Je levai les yeux au plafond. Et c'était reparti. Je me disais bien que le cours avait été trop tranquille, jusque-là.
Nos professeurs, Kadaron et Kadok, étaient les Grands Gardiens des Savoirs Anciens. Malgré ce titre pompeux, ils se disputaient toujours sur tout, de la disposition de leurs serviettes aux façons de nourrir Aerouant.
Une boule de magie vola, rata de peu Aval, qui glapit et avala de travers le beignet qu'il mangeait en douce. C'était le signal de fin des cours. Je rassemblai mes affaires et nous quittâmes la pièce en essayant d'esquiver les sortilèges qui fusaient et les insultes qui pleuvaient. Louarn évita à sa sœur de finir écrasée sous son bureau transformé en cochon et j'échappai de justesse à un sort qui faisait cracher des crapauds.
— C'est moi où ils sont mous ce matin ?
— Suner mouilc'hi trenket ! hurla un des deux.
J'acquiesçai. S'ils ne se traitaient que de « sueur de merles aigris », alors quelque chose clochait. Ils étaient plus imaginatifs, d'habitude. La présence du directeur cette nuit y était-elle pour quelque chose ?
Nous passâmes devant le bureau de Mel, dont la porte était close pour une fois. Sivi s'arrêta, plissa le nez.
— Mel n'a pas ouvert ?
Cette fois, il était certain que quelque chose se tramait. Mel ne fermait jamais sa porte, simplement parce que la trousse de secours était à l'intérieur et que nous pouvions en avoir besoin à toute heure du jour et de la nuit.
Le battant s'ouvrit avant que l'un de nous ne tente de frapper. Mel se tenait de l'autre côté, ses cheveux châtains défaits, son visage froncé. Elle s'assombrit davantage en nous apercevant.
— Vous n'êtes pas en cours ?
— Kadok, l'informa Loar.
— Oh...
Elle croisa les bras sur la poitrine.
— Ça tombe bien. Je devais te voir, Morgat.
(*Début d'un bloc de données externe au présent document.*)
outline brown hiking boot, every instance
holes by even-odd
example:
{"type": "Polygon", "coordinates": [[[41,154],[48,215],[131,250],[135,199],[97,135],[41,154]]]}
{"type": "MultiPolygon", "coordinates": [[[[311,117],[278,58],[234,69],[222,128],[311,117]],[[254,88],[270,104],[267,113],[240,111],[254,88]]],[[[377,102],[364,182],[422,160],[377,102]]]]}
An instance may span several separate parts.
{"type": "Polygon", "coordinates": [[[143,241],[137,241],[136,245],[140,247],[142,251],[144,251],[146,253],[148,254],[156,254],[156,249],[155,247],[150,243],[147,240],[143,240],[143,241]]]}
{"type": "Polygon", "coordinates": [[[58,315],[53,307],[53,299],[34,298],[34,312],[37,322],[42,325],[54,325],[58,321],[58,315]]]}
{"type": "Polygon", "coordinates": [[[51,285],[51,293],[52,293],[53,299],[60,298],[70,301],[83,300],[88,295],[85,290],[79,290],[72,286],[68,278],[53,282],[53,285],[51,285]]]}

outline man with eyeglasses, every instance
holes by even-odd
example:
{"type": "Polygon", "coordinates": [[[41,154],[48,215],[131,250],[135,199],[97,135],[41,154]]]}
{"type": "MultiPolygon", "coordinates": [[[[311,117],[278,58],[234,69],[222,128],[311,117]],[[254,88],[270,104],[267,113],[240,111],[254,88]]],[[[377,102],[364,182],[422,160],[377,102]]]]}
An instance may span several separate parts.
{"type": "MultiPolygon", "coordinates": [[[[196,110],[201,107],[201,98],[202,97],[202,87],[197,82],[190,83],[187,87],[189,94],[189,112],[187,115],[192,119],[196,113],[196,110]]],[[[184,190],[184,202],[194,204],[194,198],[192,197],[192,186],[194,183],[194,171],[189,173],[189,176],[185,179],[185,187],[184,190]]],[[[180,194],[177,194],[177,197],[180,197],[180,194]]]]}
Mon sang se figea. Me voir ? Pour quelle raison ? Quelle nouvelle la poussait à une telle tête ?
— C'est ma mère ? balbutiai-je. Elle a été arrêtée ?
Son visage marqua une brève surprise.
— Non, non, ce n'est pas à propos d'elle. Personne ne sait où elle se cache.
Une vague de soulagement m'envahit, qui s'évanouit aussi sec lorsqu'elle continua :
— Une prophétie est arrivée. Tu en es l'objet.